The article covered in this post is part of a supplement that arose from the Frank M. Norfleet Forum for Advancement of Health: African Americans and Kidney Disease in the 21st Century, held March 24, 2017, in Memphis, Tennessee. The Forum and the publication of this supplement were funded by the Frank M. Norfleet Forum for Advancement of Health, the Community Foundation of Greater Memphis and the University of Tennessee Health Science Center.

Marva Moxey Mims

Making the case for a comprehensive national registry for pediatric CKD

Marva Moxey Mims

“It’s of utmost importance that we develop more sensitive ways to identify children who are at heightened risk for developing CKD.,” says Marva Moxey-Mims, M.D. “A growing body of evidence suggests that this includes children treated in pediatric intensive care units who sustained acute kidney injury, infants born preterm and low birth weight, and obese children.”
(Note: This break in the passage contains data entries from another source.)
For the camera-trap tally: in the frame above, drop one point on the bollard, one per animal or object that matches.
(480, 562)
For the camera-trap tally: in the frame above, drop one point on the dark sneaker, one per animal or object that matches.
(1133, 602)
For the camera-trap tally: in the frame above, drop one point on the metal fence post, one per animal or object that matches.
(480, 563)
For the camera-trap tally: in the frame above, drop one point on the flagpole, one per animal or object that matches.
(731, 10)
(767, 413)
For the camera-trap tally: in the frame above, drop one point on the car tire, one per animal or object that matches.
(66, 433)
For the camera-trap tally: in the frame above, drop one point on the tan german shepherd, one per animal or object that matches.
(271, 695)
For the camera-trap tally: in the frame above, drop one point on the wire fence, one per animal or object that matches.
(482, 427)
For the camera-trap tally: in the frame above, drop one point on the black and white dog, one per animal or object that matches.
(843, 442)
Even though chronic kidney disease (CKD) is a global epidemic that imperils cardiovascular health, impairs quality of life and heightens mortality, very little is known about how CKD uniquely impacts children and how kids may be spared from its more devastating effects.

That makes a study published in the November 2018 issue of the American Journal of Kidney Diseases all the more notable because it represents the largest population-based study of CKD prevalence in a nationally representative cohort of adolescents aged 12 to 18, Sun-Young Ahn, M.D., and Marva Moxey-Mims, M.D., of Children’s National Health System, write in a companion editorial published online Oct. 18, 2018.
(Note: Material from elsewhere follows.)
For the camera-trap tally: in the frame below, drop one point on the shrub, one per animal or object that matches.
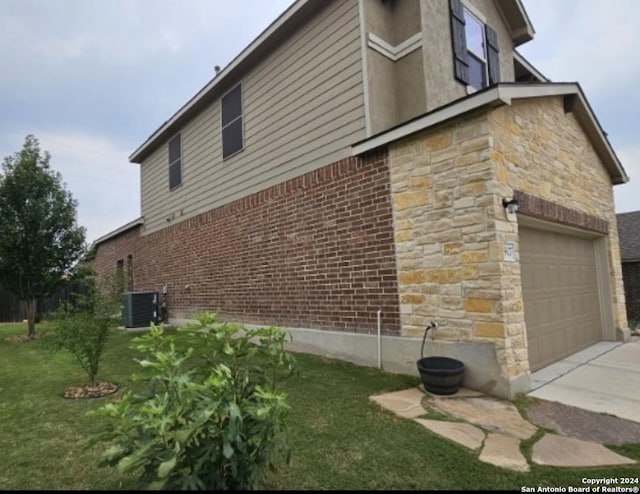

In their invited commentary, “Chronic kidney disease in children: the importance of a national epidemiological study,” Drs. Ahn and Moxey-Mims point out that pediatric CKD can contribute to growth failure, developmental and neurocognitive defects and impaired cardiovascular health.

“Children who require renal-replacement therapy suffer mortality rates that are 30 times higher than children who don’t have end-stage renal disease,” adds Dr. Moxey-Mims, chief of the Division of Nephrology at Children’s National. “It’s of utmost importance that we develop more sensitive ways to identify children who are at heightened risk for developing CKD. A growing body of evidence suggests that this includes children treated in pediatric intensive care units who sustained acute kidney injury, infants born preterm and low birth weight, and obese children.”

At its early stages, pediatric CKD usually has few symptoms, and clinicians around the world lack validated biomarkers to spot the disease early, before it may become irreversible.

While national mass urine screening programs in Japan, Taiwan and Korea have demonstrated success in early detection of CKD, which enabled successful interventions, such an approach is not cost-effective for the U.S., Drs. Ahn and Moxey-Mims write.

According to the Centers for Disease Control and Prevention, 1 in 10 U.S. infants in 2016 was born preterm, prior to 37 weeks gestation. Because of that trend, the commentators advocate for “a concerted national effort” to track preterm and low birth weight newborns. (These infants are presumed to have lower nephron endowment, which increases their risk for developing end-stage kidney disease.)

“We need a comprehensive, national registry just for pediatric CKD, a database that represents the entire U.S. population that we could query to glean new insights about what improves kids’ lifespan and quality of life. With a large database of anonymized pediatric patient records we could, for example, assess the effectiveness of specific therapeutic interventions, such as angiotensin-converting enzyme inhibitors, in improving care and slowing CKD progression in kids,” Dr. Moxey-Mims adds.